Western string instruments and Christian hymns, or himeni, introduced to Hawai'i in the nineteenth century, transformed earlier forms of Hawaiian music and provided ingredients for new musical forms. At the beginning of the twentieth century, a newly created tourist industry began to employ musicians and hundreds of Hapa-haole, or half Hawaiian-half English, tunes were composed. These songs reflected some aspects of the older traditions but were primarily a popular commercial genre. Hawaiian music was transformed by the success of these songs on the American mainland.
Steel guitars were originally invented and popularized in Hawaii. Legend has it that Joseph Kekuku, a Hawaiian schoolboy, discovered the sound while walking along a railroad track strumming his guitar. He picked up a bolt lying by the track and slid the metal along the strings of his guitar. Intrigued by the sound, he taught himself to play using the back of a knife blade.
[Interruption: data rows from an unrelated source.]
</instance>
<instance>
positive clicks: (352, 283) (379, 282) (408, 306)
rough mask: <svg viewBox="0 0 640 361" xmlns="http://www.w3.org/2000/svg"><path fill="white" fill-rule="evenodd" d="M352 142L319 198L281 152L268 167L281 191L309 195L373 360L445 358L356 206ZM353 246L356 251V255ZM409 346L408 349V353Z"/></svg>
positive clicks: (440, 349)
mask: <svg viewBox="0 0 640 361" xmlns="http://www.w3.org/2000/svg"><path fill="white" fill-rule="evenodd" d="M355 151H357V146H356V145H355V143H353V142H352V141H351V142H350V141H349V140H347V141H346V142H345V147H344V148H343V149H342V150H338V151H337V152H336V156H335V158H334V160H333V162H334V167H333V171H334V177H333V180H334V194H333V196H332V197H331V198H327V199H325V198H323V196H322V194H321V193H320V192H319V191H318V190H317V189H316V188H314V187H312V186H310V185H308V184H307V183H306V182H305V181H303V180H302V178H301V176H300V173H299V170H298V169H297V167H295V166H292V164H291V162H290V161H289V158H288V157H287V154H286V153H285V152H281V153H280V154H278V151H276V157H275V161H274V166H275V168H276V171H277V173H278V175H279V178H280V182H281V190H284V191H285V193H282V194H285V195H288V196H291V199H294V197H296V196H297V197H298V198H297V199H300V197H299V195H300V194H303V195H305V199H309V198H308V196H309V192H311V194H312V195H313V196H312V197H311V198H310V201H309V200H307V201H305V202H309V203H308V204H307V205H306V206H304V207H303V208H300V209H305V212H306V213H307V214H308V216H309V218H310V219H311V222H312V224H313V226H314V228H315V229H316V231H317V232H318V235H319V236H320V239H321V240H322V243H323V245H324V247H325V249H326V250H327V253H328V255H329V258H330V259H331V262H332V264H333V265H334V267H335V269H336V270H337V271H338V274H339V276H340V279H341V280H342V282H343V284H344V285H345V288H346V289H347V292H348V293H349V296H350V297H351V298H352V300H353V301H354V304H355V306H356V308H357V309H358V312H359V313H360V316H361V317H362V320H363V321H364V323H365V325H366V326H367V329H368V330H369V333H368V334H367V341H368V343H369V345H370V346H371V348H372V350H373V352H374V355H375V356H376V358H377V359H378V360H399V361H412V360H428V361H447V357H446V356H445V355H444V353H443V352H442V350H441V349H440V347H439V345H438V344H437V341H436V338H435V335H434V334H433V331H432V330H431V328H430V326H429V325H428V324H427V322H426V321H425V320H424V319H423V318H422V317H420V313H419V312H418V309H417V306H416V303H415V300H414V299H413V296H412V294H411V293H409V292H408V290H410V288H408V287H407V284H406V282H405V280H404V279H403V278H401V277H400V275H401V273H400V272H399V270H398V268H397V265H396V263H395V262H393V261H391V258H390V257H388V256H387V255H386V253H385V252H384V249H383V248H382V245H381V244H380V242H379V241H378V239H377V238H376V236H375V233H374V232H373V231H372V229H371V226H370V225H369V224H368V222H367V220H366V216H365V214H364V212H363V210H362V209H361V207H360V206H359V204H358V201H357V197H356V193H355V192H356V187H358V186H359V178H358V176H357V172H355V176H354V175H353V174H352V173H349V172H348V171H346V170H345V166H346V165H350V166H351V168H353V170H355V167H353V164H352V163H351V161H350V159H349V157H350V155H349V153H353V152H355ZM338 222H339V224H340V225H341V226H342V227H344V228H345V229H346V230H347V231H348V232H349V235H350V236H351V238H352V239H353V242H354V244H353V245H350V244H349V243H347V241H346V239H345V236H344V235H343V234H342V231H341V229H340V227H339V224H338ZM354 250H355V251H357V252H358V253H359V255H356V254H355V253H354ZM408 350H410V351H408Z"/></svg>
Other persons who have been credited with the invention of the steel guitar include Gabriel Davion, an Indian sailor, around 1885, and James Hoa, a Hawaiian of Portuguese ancestry.
Hawaiian groups were a big hit at the 1915 Panama-Pacific International Exposition in San Francisco. From there the sound of the Hawaiian guitar spread throughout the United States. From about 1915 to 1930, a large number of Hawaiian guitar methods and songs were published by the major music publishers.
The sound of the Hawaiian guitar was picked up and incorporated into blues and country music. From there, the steel guitar slid its way into rock, pop, African and Indian music.
Official flowers for each island were established by law in 1923 - except for arid Niihau, which is represented by its tiny shells in lieu of hard-to-find flowers. Kauai's emblematic mokihana is really the fruit of a shrub that grows only on the Garden Isle.